A federal watchdog agency said last week that the U.S. Food and Drug Administration is so poor and short-staffed that it is unable to conduct the safety inspections of all the domestic and foreign plants over which it has responsibility. The agency regulates drugs, medical devices, some food products and finished ingredients used to manufacture drugs in this country.
The Government Accountability Office reported that at its current staffing levels, the FDA would need 13 years to inspect every foreign drug plant that sends products into this country; 27 years to inspect all foreign medical device makers; and 1,900 years to check every foreign food processor.
The American people depend on the FDA to protect them from unsafe drugs and impure food. But that protection has become increasingly elusive. Since 1994, the year that former House Speaker Newt Gingrich led the so-called Republican Revolution, the FDA has lost 1,311 employees. Adjusted for inflation, its budget is down by nearly $300 million over those 14 years.
As that was happening, imports of food, medicine and medical devices from overseas soared, dramatically increasing the need for this essential government service. Yet today's FDA computer databases are so dysfunctional that the agency cannot even say with certainty how many foreign plants now send such products into the United States, the GAO reported. And its inspection record is poor even with the plants it knows about.
American consumers cannot count on backup safety regulation taking place overseas. China, for example, has been at the center of a series of massive international recalls and alerts in recent years involving unsafe or adulterated drugs. Its regulatory system is so inadequate that last year, the head of China's drug safety office was executed for corruption. Yet during the five years between 2002 and 2007, the FDA conducted just 88 inspections at the 714 Chinese drug manufacturing plants approved to ship products to the United States.
The FDA conducts no unannounced overseas inspections. Nor can it rely on independent translators for its inspectors; the inspectors depend, instead, on English-speaking employees of the very plants they're inspecting.

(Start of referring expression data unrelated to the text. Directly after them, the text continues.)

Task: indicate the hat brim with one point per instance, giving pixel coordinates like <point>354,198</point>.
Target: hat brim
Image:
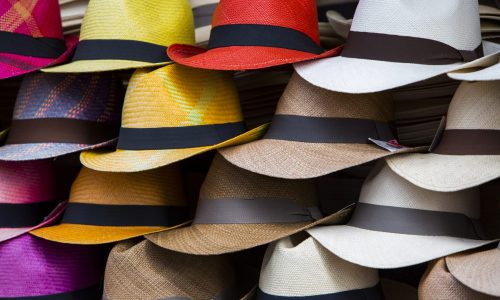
<point>214,239</point>
<point>92,235</point>
<point>141,160</point>
<point>446,173</point>
<point>298,160</point>
<point>12,65</point>
<point>388,250</point>
<point>478,271</point>
<point>240,57</point>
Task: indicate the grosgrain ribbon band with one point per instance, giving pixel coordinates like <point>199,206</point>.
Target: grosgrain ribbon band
<point>120,50</point>
<point>60,130</point>
<point>178,137</point>
<point>404,49</point>
<point>262,36</point>
<point>414,221</point>
<point>21,44</point>
<point>372,293</point>
<point>124,215</point>
<point>24,215</point>
<point>253,211</point>
<point>469,142</point>
<point>327,130</point>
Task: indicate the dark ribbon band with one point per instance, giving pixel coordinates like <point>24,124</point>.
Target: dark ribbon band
<point>121,50</point>
<point>253,211</point>
<point>178,137</point>
<point>61,131</point>
<point>371,293</point>
<point>404,49</point>
<point>414,221</point>
<point>124,215</point>
<point>327,130</point>
<point>263,36</point>
<point>21,44</point>
<point>469,142</point>
<point>24,215</point>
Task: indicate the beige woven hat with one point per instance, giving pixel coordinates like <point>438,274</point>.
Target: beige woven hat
<point>146,271</point>
<point>298,266</point>
<point>316,132</point>
<point>439,283</point>
<point>479,271</point>
<point>468,153</point>
<point>397,224</point>
<point>239,210</point>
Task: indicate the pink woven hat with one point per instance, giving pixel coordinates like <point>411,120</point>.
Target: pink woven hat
<point>58,114</point>
<point>27,194</point>
<point>31,37</point>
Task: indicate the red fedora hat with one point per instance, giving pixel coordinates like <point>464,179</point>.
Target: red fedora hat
<point>257,34</point>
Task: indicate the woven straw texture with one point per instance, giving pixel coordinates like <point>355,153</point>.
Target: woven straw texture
<point>298,269</point>
<point>225,181</point>
<point>161,186</point>
<point>438,283</point>
<point>173,96</point>
<point>474,106</point>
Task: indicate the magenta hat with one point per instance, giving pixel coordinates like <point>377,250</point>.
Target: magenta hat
<point>27,197</point>
<point>31,37</point>
<point>33,267</point>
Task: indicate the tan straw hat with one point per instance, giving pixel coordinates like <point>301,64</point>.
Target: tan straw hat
<point>439,283</point>
<point>397,224</point>
<point>299,267</point>
<point>468,153</point>
<point>108,207</point>
<point>146,271</point>
<point>316,132</point>
<point>239,210</point>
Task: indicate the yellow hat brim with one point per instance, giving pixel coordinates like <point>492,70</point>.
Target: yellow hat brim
<point>141,160</point>
<point>87,66</point>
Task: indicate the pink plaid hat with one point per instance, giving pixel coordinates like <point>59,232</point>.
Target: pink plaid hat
<point>27,197</point>
<point>31,36</point>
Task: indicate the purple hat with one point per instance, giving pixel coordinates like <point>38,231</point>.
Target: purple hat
<point>57,114</point>
<point>34,267</point>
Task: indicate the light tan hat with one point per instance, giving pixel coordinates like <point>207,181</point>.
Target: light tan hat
<point>479,271</point>
<point>468,153</point>
<point>438,283</point>
<point>316,132</point>
<point>146,271</point>
<point>238,210</point>
<point>397,224</point>
<point>300,267</point>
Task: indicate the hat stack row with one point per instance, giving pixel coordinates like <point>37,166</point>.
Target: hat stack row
<point>265,149</point>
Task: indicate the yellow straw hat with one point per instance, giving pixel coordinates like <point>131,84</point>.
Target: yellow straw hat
<point>171,114</point>
<point>126,34</point>
<point>108,207</point>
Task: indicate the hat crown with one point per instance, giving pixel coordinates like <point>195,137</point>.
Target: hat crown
<point>475,105</point>
<point>453,22</point>
<point>92,97</point>
<point>306,268</point>
<point>300,15</point>
<point>304,99</point>
<point>36,18</point>
<point>154,21</point>
<point>177,96</point>
<point>384,187</point>
<point>161,186</point>
<point>27,182</point>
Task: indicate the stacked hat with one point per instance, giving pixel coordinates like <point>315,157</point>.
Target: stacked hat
<point>173,113</point>
<point>31,37</point>
<point>129,34</point>
<point>108,207</point>
<point>239,210</point>
<point>57,114</point>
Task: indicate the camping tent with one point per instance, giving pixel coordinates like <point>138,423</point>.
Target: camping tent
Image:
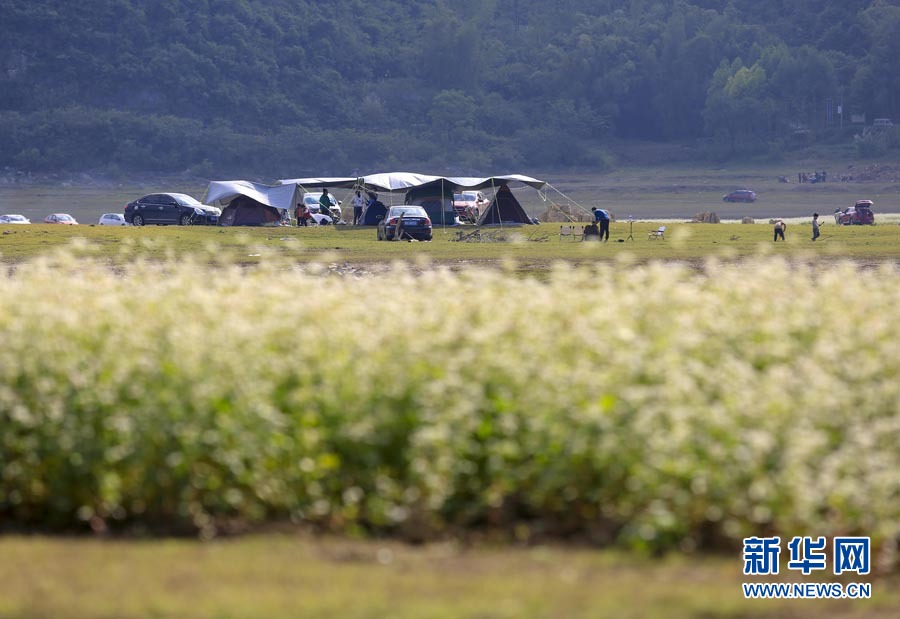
<point>436,198</point>
<point>504,209</point>
<point>373,213</point>
<point>244,211</point>
<point>434,193</point>
<point>251,204</point>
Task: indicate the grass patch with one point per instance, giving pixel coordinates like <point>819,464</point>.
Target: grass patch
<point>278,576</point>
<point>528,246</point>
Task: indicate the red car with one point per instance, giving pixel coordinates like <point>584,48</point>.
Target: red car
<point>859,214</point>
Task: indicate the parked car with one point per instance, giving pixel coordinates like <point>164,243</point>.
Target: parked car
<point>170,208</point>
<point>860,214</point>
<point>14,219</point>
<point>113,219</point>
<point>311,200</point>
<point>469,204</point>
<point>60,218</point>
<point>740,195</point>
<point>402,222</point>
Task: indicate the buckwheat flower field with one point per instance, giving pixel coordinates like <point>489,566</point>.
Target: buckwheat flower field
<point>655,406</point>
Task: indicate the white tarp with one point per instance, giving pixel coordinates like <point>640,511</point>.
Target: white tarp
<point>283,197</point>
<point>403,181</point>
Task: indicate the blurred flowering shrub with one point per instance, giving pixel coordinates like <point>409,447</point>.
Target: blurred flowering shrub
<point>653,405</point>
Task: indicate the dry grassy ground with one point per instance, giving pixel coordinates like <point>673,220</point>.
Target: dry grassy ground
<point>277,576</point>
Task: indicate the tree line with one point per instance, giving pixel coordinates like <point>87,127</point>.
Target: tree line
<point>288,87</point>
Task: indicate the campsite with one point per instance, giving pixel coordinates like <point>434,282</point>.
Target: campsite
<point>484,300</point>
<point>337,334</point>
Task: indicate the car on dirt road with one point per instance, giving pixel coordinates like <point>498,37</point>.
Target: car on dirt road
<point>14,219</point>
<point>740,195</point>
<point>469,205</point>
<point>311,200</point>
<point>403,223</point>
<point>60,218</point>
<point>170,208</point>
<point>860,214</point>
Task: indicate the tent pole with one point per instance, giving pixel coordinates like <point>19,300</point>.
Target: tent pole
<point>494,189</point>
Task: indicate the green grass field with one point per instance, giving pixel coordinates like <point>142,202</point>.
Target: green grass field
<point>294,575</point>
<point>285,576</point>
<point>528,246</point>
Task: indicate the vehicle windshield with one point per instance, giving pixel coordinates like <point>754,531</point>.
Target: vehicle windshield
<point>407,211</point>
<point>185,200</point>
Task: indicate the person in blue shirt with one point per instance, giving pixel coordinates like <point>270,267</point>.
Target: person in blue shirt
<point>601,216</point>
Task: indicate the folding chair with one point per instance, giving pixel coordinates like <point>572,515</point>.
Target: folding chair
<point>576,232</point>
<point>659,233</point>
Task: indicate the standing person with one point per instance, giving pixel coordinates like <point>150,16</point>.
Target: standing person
<point>601,216</point>
<point>302,215</point>
<point>357,203</point>
<point>325,203</point>
<point>779,229</point>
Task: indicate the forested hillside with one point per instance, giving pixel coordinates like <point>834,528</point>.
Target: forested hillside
<point>290,87</point>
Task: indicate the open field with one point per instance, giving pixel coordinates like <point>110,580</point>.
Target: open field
<point>631,403</point>
<point>673,191</point>
<point>286,576</point>
<point>531,247</point>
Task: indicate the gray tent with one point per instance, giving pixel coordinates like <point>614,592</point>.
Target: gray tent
<point>504,209</point>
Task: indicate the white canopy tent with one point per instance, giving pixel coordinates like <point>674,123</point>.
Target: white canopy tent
<point>404,181</point>
<point>282,197</point>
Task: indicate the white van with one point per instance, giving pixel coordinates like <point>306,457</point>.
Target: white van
<point>311,200</point>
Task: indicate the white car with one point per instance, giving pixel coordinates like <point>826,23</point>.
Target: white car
<point>13,219</point>
<point>311,200</point>
<point>113,219</point>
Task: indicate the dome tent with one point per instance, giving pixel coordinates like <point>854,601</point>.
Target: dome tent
<point>504,209</point>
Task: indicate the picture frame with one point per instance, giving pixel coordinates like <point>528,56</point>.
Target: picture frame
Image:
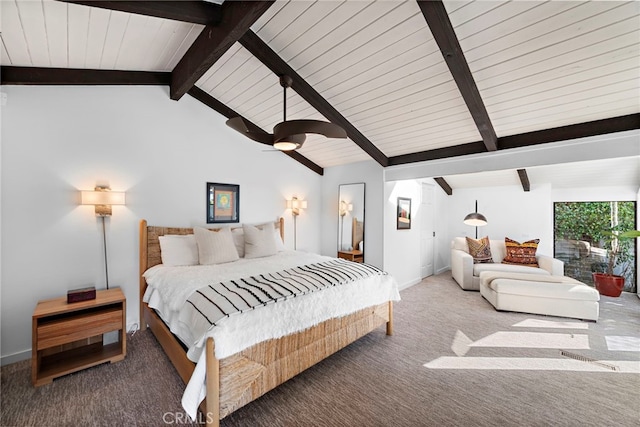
<point>223,203</point>
<point>403,216</point>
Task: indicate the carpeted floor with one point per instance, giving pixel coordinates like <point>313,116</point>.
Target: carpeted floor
<point>483,368</point>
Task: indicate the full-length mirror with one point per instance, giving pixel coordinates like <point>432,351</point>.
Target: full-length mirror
<point>351,221</point>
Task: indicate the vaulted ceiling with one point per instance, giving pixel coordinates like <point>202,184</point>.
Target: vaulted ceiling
<point>408,80</point>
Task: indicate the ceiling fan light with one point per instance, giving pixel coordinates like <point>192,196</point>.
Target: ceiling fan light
<point>286,145</point>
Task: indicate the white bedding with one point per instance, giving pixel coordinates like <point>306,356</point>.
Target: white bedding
<point>170,287</point>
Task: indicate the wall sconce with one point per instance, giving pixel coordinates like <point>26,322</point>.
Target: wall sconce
<point>345,207</point>
<point>295,205</point>
<point>103,198</point>
<point>475,219</point>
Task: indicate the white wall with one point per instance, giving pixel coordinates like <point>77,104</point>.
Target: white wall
<point>371,173</point>
<point>402,247</point>
<point>59,140</point>
<point>510,212</point>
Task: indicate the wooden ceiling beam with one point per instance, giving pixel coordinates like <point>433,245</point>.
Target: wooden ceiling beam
<point>195,12</point>
<point>438,153</point>
<point>444,185</point>
<point>279,67</point>
<point>564,133</point>
<point>524,179</point>
<point>438,21</point>
<point>213,42</point>
<point>223,109</point>
<point>75,76</point>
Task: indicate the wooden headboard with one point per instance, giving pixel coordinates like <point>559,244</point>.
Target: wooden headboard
<point>150,248</point>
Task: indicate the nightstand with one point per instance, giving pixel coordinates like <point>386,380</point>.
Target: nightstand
<point>355,255</point>
<point>68,337</point>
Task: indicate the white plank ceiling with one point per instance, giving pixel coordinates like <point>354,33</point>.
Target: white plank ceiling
<point>537,65</point>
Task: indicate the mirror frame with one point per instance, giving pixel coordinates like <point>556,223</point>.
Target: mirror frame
<point>357,212</point>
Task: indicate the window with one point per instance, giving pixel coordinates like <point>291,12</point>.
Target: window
<point>581,235</point>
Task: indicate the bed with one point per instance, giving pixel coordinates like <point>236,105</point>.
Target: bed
<point>231,377</point>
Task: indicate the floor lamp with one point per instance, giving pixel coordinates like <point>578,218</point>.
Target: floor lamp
<point>103,198</point>
<point>475,219</point>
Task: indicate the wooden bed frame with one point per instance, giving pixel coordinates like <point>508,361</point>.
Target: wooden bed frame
<point>236,380</point>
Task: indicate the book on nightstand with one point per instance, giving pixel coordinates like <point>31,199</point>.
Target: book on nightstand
<point>83,294</point>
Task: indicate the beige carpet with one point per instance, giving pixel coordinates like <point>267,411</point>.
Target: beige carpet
<point>454,361</point>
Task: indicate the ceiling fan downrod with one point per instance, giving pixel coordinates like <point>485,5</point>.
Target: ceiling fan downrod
<point>285,82</point>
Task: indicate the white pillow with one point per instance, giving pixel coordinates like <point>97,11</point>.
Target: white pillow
<point>215,247</point>
<point>238,240</point>
<point>259,242</point>
<point>178,249</point>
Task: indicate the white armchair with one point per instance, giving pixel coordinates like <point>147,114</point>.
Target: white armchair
<point>467,274</point>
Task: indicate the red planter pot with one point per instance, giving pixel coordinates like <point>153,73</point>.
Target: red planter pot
<point>607,285</point>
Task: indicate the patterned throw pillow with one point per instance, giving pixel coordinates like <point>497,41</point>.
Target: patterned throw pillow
<point>521,253</point>
<point>480,250</point>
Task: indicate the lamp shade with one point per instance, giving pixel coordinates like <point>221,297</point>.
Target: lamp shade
<point>102,197</point>
<point>475,219</point>
<point>296,204</point>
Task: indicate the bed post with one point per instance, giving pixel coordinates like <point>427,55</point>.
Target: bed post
<point>143,268</point>
<point>390,322</point>
<point>213,386</point>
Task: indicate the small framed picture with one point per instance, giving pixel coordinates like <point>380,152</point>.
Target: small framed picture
<point>404,213</point>
<point>223,203</point>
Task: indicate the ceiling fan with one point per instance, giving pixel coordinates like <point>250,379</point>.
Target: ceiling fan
<point>287,135</point>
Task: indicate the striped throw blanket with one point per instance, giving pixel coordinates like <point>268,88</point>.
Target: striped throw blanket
<point>220,300</point>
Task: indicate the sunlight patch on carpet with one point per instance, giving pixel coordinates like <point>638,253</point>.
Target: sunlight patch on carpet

Although site visits to Chinese drug plants have been rare, the FDA has inspected plants regularly in more heavily regulated European countries such as Germany, Switzerland, Ireland and the United Kingdom. And last week, the agency announced plans to station inspectors at U.S. embassies and consulates in developing countries to increase the number of inspections performed there.
But the GAO report found that the FDA is so short-handed and desperate for funds that it can't even inspect U.S. medical device makers as often as required by law. Meanwhile, Congress has added inspection responsibilities to the FDA's mandate - without providing it with the money required to fulfill its new duties.
The spate of defective and dangerous products dominating the news last year prompted President George W. Bush to form an import safety working group. But the panel has been told that any reforms would have to be made within existing budgets levels.
Americans rightly expect protection from dangerous and adulterated products. It takes money to deliver that public service, and it is money that most of us would regard as well spent. It cannot be done with shrunken agency staffs and starved agency budgets.